The NYPD, in violation of a decades-old state law, has been routinely accessing sealed arrest records — even in cases where charges are dropped, a class-action lawsuit filed by the Bronx Defenders alleged last year.
On Tuesday, Manhattan Supreme Court Judge Alexander M. Tisch ruled that the case can move forward, spiking a motion to dismiss filed last July by the NYPD’s lawyers. The judge noted state law prohibits the police from using sealed arrest information without first obtaining court permission.
It marks the first time a court has determined the Police Department’s policy of routinely using sealed arrest information is unlawful.
“This is a big deal,” Jenn Rolnick Borchetta, deputy director of the Bronx Defenders’ Impact Litigation Practice, told THE CITY on Tuesday.
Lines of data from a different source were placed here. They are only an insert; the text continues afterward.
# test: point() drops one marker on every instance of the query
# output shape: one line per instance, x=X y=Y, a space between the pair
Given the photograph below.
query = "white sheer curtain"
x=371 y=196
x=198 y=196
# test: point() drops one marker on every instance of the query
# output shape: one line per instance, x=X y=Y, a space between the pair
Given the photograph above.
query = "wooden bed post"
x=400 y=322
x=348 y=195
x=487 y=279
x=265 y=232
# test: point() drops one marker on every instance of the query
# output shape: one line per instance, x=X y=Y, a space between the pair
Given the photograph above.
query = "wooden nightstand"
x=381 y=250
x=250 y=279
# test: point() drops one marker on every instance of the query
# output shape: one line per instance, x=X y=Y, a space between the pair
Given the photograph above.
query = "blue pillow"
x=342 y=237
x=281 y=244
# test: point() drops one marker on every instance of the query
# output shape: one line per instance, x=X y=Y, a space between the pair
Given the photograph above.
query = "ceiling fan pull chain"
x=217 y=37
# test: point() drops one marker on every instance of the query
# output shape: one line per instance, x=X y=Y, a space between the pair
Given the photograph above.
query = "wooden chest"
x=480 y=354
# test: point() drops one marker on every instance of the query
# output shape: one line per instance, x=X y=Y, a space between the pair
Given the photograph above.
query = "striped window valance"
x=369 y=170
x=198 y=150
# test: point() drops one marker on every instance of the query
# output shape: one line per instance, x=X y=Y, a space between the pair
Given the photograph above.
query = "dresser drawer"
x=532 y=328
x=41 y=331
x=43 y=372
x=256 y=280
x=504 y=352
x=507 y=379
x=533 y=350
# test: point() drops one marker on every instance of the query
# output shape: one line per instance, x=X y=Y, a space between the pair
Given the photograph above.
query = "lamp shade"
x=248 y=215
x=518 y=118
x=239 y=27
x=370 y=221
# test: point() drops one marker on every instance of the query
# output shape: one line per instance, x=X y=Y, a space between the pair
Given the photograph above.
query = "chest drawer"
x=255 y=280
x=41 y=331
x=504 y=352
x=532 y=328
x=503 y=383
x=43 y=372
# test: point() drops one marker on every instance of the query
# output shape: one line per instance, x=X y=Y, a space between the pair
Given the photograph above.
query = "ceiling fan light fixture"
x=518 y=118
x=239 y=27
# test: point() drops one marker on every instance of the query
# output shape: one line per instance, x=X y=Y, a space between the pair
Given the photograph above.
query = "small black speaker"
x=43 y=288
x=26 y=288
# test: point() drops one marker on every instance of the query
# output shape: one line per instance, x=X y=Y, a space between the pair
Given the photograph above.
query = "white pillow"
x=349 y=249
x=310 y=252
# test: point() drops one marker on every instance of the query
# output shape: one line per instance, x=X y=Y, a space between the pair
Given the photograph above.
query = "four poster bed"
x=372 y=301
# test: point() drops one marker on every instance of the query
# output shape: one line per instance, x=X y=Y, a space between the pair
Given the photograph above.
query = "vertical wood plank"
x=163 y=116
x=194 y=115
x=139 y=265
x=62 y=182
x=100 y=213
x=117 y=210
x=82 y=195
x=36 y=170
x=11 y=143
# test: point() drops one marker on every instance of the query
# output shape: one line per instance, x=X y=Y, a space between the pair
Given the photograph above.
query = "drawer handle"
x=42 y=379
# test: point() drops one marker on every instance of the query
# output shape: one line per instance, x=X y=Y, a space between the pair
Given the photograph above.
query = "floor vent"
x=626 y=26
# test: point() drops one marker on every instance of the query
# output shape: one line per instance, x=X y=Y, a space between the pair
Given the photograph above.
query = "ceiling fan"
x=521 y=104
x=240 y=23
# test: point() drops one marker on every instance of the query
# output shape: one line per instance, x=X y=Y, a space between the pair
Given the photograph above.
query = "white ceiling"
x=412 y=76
“The NYPD today uses sealed arrest information for law enforcement purposes like surveillance, for predictive policing, and targeting people for investigations… Today’s ruling means that that access that they’re giving to officers throughout the department — sometimes at the click of a button on their iPhones — is unlawful,” she added.
The New York state law in question, dating to 1976, requires cases to be sealed “upon termination of criminal action in favor of the accused” — unless a judge decides justice would be better served by keeping records public.
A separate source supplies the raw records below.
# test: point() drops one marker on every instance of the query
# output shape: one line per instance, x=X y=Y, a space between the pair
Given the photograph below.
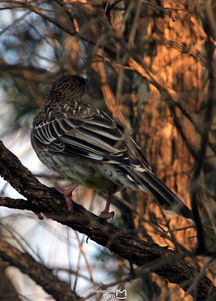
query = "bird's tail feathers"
x=147 y=181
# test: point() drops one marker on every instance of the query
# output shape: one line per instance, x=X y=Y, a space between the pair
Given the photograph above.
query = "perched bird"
x=87 y=147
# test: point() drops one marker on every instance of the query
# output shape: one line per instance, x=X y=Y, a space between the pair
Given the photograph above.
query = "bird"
x=90 y=148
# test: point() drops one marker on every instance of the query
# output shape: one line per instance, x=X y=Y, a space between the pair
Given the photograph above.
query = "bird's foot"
x=68 y=193
x=107 y=215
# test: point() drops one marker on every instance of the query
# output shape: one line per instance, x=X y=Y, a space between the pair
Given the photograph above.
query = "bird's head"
x=68 y=88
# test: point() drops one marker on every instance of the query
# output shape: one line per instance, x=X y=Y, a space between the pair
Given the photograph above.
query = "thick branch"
x=51 y=203
x=38 y=272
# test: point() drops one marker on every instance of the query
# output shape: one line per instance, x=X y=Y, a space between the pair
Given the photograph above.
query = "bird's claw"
x=107 y=215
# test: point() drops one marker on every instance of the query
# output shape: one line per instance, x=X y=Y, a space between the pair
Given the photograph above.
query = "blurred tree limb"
x=37 y=272
x=50 y=203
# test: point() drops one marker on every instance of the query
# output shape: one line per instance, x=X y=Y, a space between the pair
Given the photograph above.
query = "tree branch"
x=38 y=272
x=122 y=242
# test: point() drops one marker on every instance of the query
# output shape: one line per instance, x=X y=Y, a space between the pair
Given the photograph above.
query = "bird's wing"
x=83 y=131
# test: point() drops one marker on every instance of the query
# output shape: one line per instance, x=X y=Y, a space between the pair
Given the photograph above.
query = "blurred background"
x=151 y=64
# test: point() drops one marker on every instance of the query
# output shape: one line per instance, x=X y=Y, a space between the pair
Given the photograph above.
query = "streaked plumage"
x=88 y=147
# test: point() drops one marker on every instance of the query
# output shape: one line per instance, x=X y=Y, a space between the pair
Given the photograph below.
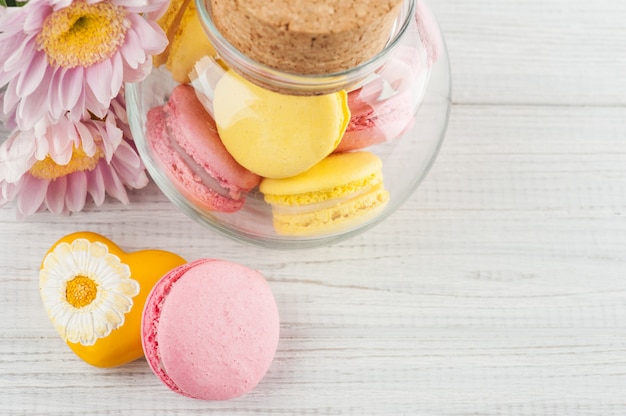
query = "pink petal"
x=21 y=55
x=33 y=107
x=86 y=138
x=35 y=18
x=31 y=195
x=70 y=87
x=55 y=197
x=131 y=50
x=152 y=38
x=98 y=78
x=112 y=183
x=31 y=77
x=117 y=74
x=10 y=98
x=76 y=194
x=95 y=186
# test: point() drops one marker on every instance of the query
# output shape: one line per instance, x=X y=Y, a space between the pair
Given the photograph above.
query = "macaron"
x=187 y=40
x=210 y=329
x=94 y=293
x=277 y=135
x=186 y=145
x=341 y=191
x=374 y=120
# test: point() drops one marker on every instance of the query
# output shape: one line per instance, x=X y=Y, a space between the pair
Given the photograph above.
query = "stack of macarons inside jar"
x=220 y=136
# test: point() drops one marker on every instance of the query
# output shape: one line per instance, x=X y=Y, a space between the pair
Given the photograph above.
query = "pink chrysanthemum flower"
x=56 y=166
x=65 y=56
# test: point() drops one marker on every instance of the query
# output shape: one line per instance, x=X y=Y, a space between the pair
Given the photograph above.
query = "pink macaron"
x=186 y=145
x=384 y=108
x=210 y=329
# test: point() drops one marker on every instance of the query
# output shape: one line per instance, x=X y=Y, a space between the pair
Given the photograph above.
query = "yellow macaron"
x=187 y=40
x=277 y=135
x=341 y=191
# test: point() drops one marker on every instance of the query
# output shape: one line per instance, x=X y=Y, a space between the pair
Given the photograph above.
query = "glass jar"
x=398 y=101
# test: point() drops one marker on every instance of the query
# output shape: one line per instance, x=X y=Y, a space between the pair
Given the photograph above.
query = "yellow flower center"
x=81 y=291
x=48 y=169
x=83 y=34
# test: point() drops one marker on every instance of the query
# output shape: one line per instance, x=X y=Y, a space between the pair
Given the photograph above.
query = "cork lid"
x=307 y=36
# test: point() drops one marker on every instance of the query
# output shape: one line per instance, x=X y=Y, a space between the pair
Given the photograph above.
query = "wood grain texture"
x=498 y=289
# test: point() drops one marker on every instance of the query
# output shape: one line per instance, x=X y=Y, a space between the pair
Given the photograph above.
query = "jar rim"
x=301 y=84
In his ruling, Tisch wrote, “The statute provides a blanket sealing for arrest information” in protected cases. He added there is no interpretation of the law that would allow those records to be used for internal police investigations.
Case Is Under Review
An NYPD spokesperson said only that the department “is reviewing the implications.” A spokesperson for the city’s Law Department also said the decision was under review.
The plaintiffs provided THE CITY with copies of NYPD “Detective Guide” pages that address sealed records. At no point does the guide, obtained through a Freedom of Information Law request, indicate that court permission is necessary.
The state statute also mandates that mugshots and fingerprints in sealed cases be destroyed.
But in just the last few years, the NYPD has retained hundreds of thousands of sealed arrest records — which can also include names, photographs and addresses, according to the Bronx Defenders. Between 2014 and 2016 alone, the complaint alleges, police collected personal information from approximately 820,000 arrests – about half of which should have been sealed.
“At least — that’s a conservative number,” Borchetta said.
Black and Latino New Yorkers are especially vulnerable when access to this information is not limited, she added. More than 75% — 330,000 of the sealed arrest records from 2014 to 2016, the Bronx Defenders said — belonged a black or Latino person.
“The policing in places like The Bronx of people of color is an overly broad dragnet,” she said. But even when cases are later tossed out, “the NYPD is still using those accusations, those arrests, against them.”
The class-action suit, which also contends police often share the sealed records with prosecutors and journalists, was filed on behalf of three plaintiffs listed just by their initials, and any others affected by the NYPD’s use of sealed arrest data.
The parties are next due in court on May 22.